Explainable AI for Data-Driven Design of High-Dimensional Predictive Studies

Predictive modelling is important for health data analysis and data-driven clinical decision-making. However, predictive studies are challenging to design optimally by hand when tens or even hundreds of features require selection, transformation, or interaction modelling. While complex machine learning models offer high performance, their "black-box" nature limits the clinical trust, transparency, and interpretability required for decision-making. We developed and evaluated an Exploratory AI Recommender that provides data-driven recommendations to improve predictive performance of existing interpretable statistical models. The developed framework uses flexible AI modelling to capture complex data patterns and explainable AI techniques to translate the patterns into three recommendation types: feature exclusion, non-linear terms, and feature interactions. We evaluated the framework by comparing predictive performance of a baseline (i.e., no interactions or non-linear terms) Cox Proportional Hazards (CPH) model against an augmented CPH incorporating recommendations suggested by our method. The primary analysis predicts the time to the first occurrence of a fall or related injury in 245,614 patients. Our method recommended excluding 23 features, including non-linear terms for two features, and including 221 suggested feature interactions. The C-index improved from 0.805 (95% CI 0.798-0.812) to 0.815 (95% CI 0.809-0.822), and so did calibration (intercept: -0.006 to 0.003; slope: 1.063 to 0.950). All recommendations were supported by existing literature. The method also proved effective on two additional public datasets, demonstrating wider applicability. The proposed Exploratory AI Recommender demonstrates the potential of explainable AI and data-driven study design to improve the process of developing, and the performance of high-dimensional transparent predictive models.

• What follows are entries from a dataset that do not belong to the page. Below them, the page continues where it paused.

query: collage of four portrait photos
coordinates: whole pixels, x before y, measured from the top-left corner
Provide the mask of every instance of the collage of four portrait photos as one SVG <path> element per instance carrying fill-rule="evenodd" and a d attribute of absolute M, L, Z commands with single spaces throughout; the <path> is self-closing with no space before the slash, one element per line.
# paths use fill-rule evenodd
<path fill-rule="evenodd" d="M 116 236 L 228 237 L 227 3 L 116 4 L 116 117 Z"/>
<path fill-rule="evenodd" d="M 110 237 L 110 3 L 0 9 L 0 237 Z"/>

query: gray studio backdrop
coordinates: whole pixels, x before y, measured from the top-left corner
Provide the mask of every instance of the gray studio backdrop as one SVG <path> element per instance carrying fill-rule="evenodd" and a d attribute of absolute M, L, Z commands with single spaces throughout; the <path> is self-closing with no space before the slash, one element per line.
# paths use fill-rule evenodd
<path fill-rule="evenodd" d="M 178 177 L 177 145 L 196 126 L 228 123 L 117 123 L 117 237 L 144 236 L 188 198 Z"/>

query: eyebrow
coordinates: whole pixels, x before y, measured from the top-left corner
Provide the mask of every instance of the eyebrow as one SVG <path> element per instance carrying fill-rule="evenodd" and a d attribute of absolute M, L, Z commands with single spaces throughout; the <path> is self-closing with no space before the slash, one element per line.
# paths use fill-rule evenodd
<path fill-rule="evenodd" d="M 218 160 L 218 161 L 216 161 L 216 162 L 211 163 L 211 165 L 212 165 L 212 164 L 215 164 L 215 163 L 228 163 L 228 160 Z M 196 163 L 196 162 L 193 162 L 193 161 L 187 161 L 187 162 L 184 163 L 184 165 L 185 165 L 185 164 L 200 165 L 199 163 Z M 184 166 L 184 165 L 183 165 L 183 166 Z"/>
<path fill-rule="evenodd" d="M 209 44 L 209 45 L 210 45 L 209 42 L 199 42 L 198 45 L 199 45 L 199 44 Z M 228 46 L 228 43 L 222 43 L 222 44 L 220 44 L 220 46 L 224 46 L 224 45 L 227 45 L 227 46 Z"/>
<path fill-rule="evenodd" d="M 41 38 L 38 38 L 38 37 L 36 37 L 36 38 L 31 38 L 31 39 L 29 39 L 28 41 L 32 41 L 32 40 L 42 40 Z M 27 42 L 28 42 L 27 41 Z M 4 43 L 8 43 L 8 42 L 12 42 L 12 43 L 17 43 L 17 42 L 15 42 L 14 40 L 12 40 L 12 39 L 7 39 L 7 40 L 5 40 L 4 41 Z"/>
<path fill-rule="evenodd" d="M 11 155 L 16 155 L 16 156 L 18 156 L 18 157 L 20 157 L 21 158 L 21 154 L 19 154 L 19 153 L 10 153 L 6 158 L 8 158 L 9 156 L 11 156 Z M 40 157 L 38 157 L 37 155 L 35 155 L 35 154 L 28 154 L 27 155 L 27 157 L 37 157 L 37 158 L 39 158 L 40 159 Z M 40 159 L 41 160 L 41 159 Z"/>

翻译：预测性建模在健康数据分析与数据驱动的临床决策中具有重要意义。然而，当需要从数十乃至数百个特征中进行选择、变换或交互建模时，手工优化设计预测性研究极具挑战性。尽管复杂机器学习模型性能优异，但其"黑箱"特性限制了临床决策所需的可信度、透明度和可解释性。我们开发并评估了一种探索性人工智能推荐系统，旨在通过数据驱动建议提升现有可解释统计模型的预测性能。该框架采用灵活的人工智能建模捕获复杂数据模式，并利用可解释人工智能技术将这些模式转化为三类推荐：特征排除、非线性项及特征交互。我们通过比较基线Cox比例风险模型（不含交互项或非线性项）与采纳本方法建议的增强型CPH模型的预测性能来评估该框架。主要分析针对245,614名患者预测首次跌倒或相关损伤发生时间。本方法推荐排除23项特征，对两个特征引入非线性项，并纳入221项建议的特征交互。C指数从0.805（95% CI 0.798–0.812）提升至0.815（95% CI 0.809–0.822），校准度同步改善（截距：-0.006至0.003；斜率：1.063至0.950）。所有推荐均得到现有文献支持。该方法在两个公开数据集上同样表现有效，验证了其广泛适用性。本探索性人工智能推荐系统展示了可解释人工智能与数据驱动研究设计在优化高维透明预测模型开发过程及提升性能方面的潜力。